Compositing woes on the last shot
Dec 6th, 2011 by admin
In my last post, I put up a link to a rough render of the last shot of Snowmen and said that it needed effects. Particularly, I wanted to include multiple particle systems for laser blasts, dynamic paint on the ground where the lasers hit the snow, and smoke simulations coming from the impact locations. I ran into some major challenges with rendering and compositing.
The first challenge was that halo particles always render behind faces with z transparency. So, for example, when the snowman blasts the camera directly, it simply doesn’t work with the zTransp sky in the background. Breaking the lasers out into a separate render pass and carefully recompositing fixed that.
The next gripe was that I could not get dynamic paint to render. The object it was supposed to paint on had previously been vertex painted, and the two were not playing nicely together. I had to do some serious workarounds to finally make it happen.
Finally, there were issues with the smoke. The renders were looking okay until I added some defocusing into the mix. The cube object that was the domain for the smoke was screwing up the z values within its volume, which obviously blows up defocus results. Even putting it on its own render layer and disabling it in the main one didn’t solve the problem. In the end, I had to selectively bring objects into a new scene and remove the smoke domain from the main scene, then put renders from multiple scenes together in comp.

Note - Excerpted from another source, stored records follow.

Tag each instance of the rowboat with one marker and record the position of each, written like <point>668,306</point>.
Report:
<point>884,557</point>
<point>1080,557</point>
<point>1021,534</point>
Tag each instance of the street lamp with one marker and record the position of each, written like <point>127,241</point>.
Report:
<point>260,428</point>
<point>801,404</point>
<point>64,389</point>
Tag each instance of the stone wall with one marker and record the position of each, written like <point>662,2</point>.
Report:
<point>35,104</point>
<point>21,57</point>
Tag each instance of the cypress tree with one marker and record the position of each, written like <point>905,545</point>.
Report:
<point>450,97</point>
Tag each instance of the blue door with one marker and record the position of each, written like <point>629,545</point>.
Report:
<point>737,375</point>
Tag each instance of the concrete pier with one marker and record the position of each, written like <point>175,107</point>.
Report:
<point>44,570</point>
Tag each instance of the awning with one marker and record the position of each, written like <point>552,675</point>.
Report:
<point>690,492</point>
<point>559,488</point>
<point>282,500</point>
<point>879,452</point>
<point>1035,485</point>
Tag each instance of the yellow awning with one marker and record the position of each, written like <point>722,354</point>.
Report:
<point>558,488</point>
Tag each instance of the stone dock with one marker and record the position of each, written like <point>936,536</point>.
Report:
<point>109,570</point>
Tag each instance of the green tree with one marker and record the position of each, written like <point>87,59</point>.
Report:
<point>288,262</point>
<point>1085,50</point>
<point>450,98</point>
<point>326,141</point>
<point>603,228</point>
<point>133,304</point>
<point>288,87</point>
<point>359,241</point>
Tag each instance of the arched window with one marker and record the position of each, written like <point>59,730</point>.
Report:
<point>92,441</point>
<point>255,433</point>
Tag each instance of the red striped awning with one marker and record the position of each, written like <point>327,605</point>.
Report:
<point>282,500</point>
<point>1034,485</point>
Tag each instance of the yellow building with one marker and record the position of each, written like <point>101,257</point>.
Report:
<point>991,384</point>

While this was frustrating (cost me something like two days of work), I’m actually glad that it happened. The details of the process by which I discovered the problems and experimented to find a solution will make a great case study for the rendering and compositing chapter of Blender Productions, as well as providing some good instructional material for the simulations chapter. As always, my goal in things like this won’t be to necessarily teach about how to solve any specific problem, but how to approach complex problems in general.